Sumsel Kejar Swasembada Daging, Lepas Ketergantungan Pasokan Luar Daerah

- Sumsel masih mendatangkan sapi dari Lampung untuk penggemukan dan menargetkan pengurangan ketergantungan melalui pembiakan, termasuk kawin alami, inseminasi buatan, serta transfer embrio.
- OKI, OKU Timur, Banyuasin, Lubuklinggau, dan Muara Enim diproyeksikan sebagai sentra ternak baru untuk menambah populasi, memenuhi kebutuhan daging daerah, dan mendukung pasokan wilayah lain.
- Banyuasin mengembangkan kerbau rawa di Pampangan dan Rambutan sebagai sumber daging serta susu; produktivitas susu yang kini sekitar satu liter per ekor per hari ditargetkan meningkat bertahap.
Palembang, IDN Times - Sumatra Selatan (Sumsel) menjadi wilayah yang setiap tahunnya mendatangkan sapi dari luar daerah untuk digemukan. Langkah ini dinilai perlu diubah untuk menuju swasembada daging nasional sehingga tidak lagi bergantung pada pasokan dari luar daerah.
"Kalau dalam arti penggemukan, kita ingin ternak kita berasal dari kita, bukan impor. Bisakah kita menghasilkan itu dengan populasi? Kita belum bisa saat ini. Semuanya masih harus didatangkan," ungkap Kepala Dinas Ketahanan Pangan dan Peternakan (DKPP) Sumsel, Ruzuan Efendi, Rabu (19/8/2026).
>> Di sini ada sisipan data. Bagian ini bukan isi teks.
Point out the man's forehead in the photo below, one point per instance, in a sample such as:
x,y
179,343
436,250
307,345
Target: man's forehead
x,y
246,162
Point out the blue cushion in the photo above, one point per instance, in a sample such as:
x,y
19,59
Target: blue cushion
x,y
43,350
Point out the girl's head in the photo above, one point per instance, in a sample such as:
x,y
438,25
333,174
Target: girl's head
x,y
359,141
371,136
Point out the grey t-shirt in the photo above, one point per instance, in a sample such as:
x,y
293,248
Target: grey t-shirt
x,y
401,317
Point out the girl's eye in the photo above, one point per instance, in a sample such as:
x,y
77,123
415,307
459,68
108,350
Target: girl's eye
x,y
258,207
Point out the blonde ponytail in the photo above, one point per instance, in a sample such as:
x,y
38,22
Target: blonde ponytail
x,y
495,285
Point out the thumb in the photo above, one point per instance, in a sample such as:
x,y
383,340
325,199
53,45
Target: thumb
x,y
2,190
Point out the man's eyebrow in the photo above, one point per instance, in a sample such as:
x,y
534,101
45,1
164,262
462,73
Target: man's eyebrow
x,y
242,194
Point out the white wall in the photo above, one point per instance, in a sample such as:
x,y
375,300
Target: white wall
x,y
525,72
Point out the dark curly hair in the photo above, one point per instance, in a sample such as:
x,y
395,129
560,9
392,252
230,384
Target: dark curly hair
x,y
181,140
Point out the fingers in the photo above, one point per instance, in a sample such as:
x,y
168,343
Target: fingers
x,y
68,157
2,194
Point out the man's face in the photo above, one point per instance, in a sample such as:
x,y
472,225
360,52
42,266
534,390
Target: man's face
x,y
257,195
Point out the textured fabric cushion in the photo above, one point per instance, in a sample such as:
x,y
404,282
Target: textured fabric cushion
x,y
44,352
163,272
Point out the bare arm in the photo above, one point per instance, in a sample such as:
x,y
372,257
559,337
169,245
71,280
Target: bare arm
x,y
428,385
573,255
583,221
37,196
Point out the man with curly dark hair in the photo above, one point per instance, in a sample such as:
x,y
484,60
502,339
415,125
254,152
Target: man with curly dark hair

1. Sumsel ingin kurangi ketergantungan pasokan daging sapi dari luar

Kadis Ketahanan Pangan dan Peternakan Sumsel, Ruzuan Efendi (IDN Times/Rangga Erfizal) Menurut Ruzuan, Sumsel masih bergantung pada pasokan sapi dari Lampung. Kondisi ini membuat pemerintah dan peternak perlu mulai beralih dari pola penggemukan ke pembiakan agar bisa menghasilkan bibit ternak sendiri.
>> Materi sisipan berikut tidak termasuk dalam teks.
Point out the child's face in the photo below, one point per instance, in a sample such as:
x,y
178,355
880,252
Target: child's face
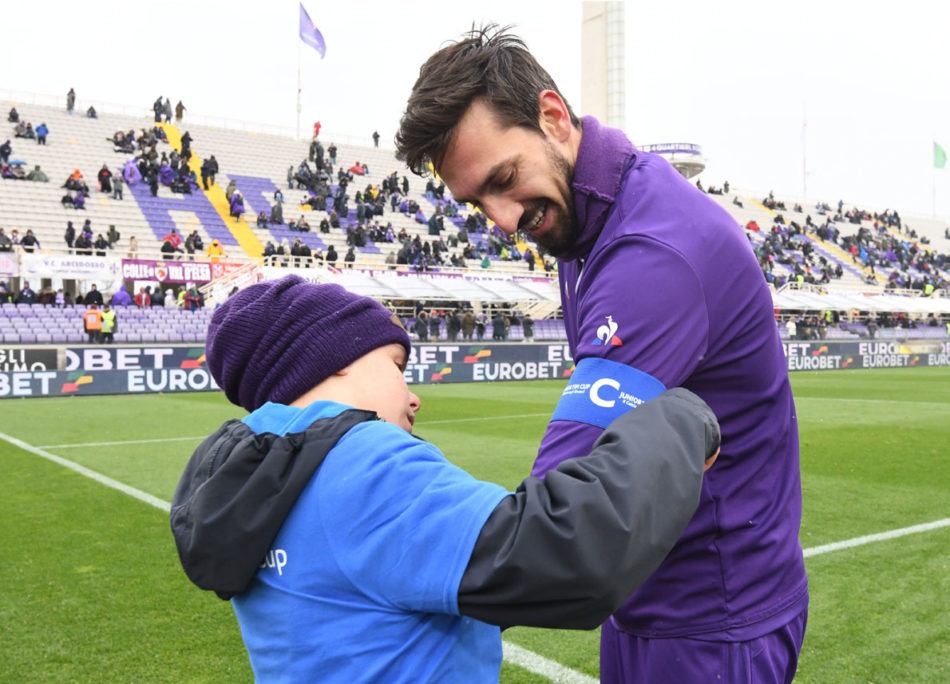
x,y
379,375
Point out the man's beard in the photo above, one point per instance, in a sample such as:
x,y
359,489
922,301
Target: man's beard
x,y
564,230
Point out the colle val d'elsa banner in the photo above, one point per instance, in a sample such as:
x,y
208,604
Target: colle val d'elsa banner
x,y
32,372
823,355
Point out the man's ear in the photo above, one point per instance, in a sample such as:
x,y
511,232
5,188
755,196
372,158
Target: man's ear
x,y
553,116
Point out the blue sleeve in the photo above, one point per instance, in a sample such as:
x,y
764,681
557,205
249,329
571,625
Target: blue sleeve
x,y
651,319
407,536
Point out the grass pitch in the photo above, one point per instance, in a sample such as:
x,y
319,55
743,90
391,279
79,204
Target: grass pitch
x,y
92,589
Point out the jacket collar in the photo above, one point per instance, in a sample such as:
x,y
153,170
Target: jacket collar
x,y
604,155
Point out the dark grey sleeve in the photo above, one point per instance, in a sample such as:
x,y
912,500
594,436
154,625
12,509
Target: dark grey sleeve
x,y
568,550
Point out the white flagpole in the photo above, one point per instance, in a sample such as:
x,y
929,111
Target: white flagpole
x,y
298,89
804,157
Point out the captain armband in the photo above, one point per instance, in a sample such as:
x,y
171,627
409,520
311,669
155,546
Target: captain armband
x,y
600,391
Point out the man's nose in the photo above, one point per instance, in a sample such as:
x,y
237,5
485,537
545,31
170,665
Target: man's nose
x,y
505,213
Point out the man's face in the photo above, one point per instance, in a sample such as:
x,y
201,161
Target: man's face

Pembiakan atau breeding pun dinilai sebagai bagian penting dalam upaya tersebut. Metodenya dapat dilakukan melalui perkawinan alami, inseminasi buatan, hingga teknologi transfer embrio.
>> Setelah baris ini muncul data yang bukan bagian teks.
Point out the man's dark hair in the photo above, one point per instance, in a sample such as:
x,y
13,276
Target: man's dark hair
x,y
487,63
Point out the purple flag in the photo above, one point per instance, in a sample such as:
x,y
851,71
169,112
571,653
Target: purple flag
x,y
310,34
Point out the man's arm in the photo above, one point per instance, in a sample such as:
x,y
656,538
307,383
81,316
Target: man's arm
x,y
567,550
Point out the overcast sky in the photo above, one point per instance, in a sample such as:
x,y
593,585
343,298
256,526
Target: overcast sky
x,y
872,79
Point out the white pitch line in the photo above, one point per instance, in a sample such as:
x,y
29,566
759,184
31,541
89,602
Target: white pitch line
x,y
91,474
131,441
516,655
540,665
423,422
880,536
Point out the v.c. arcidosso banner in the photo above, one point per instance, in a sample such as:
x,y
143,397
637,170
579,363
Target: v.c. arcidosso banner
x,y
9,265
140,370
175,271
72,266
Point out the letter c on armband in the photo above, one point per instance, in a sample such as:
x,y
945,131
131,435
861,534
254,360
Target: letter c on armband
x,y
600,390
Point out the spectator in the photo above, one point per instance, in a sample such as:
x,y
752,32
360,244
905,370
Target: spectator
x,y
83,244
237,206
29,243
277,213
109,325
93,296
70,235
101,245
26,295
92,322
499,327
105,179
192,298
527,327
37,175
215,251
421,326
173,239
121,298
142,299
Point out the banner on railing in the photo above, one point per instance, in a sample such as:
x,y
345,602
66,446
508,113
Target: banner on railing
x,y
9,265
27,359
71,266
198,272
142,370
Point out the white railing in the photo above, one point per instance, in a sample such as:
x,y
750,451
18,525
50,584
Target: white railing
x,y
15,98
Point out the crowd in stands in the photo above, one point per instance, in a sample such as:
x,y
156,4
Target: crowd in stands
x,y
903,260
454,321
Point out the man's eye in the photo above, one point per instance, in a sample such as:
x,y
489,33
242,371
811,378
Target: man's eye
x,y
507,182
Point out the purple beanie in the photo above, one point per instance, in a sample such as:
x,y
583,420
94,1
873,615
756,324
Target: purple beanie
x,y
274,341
"Apa yang disampaikan Pak Prabowo itu untuk lima tahun ke depan, dengan penambahan populasi dalam arti breeding, bukan penggemukan," jelasnya.
2. Sejumlah daerah Sumsel berpotensi jadi sentra ternak

Kandang hewan kurban jelang hari raya Idul Adha di Palembang (IDN Times/Rangga Erfizal) Ruzuan mengatakan Sumsel memiliki sejumlah wilayah yang berpotensi dikembangkan untuk meningkatkan populasi ternak. Beberapa di antaranya yakni Ogan Komering Ilir (OKI), OKU Timur, Banyuasin, Lubuklinggau dan Muara Enim.
Pengembangan kawasan tersebut diharapkan dapat membentuk sumber populasi ternak baru. Dengan begitu, Sumsel tidak hanya mampu memenuhi kebutuhan daging masyarakat di dalam daerah, tetapi juga berpeluang mendukung pasokan untuk wilayah lain.
"Indonesia bisa, Sumsel bisa. Karena Sumsel salah satu provinsi yang bisa mendukung program swasembada daging," ujarnya.
3. Kerbau Rawa Banyuasin Juga Jadi Potensi

Kandang hewan kurban jelang hari raya Idul Adha di Palembang (IDN Times/Rangga Erfizal) Selain sapi, pemerintah daerah melihat peluang dari pengembangan kerbau rawa. Banyuasin menjadi salah satu kawasan yang memiliki ekosistem kerbau rawa, terutama di wilayah Pampangan dan Rambutan.
Ruzuan menyebut populasi kerbau rawa di kawasan tersebut masih terus berkembang. Potensi itu tidak hanya diarahkan untuk memenuhi kebutuhan daging, tetapi juga mulai dikembangkan sebagai sumber produksi susu.
"Kita ada ekosistem kerbau rawa di Banyuasin yang berkembang, apalagi di Pampangan dan Rambutan. Secara populasi terus bertambah," katanya.
Saat ini, produksi susu kerbau disebut masih berada di kisaran satu liter per ekor setiap hari. DKPP Sumsel ingin meningkatkan produktivitas tersebut secara bertahap melalui pengembangan bibit dan pola pemeliharaan.
"Kita berharap bisa lima liter sampai 15 liter. Produksi susu kerbau ini akan kita kembangkan secara perlahan," jelas dia.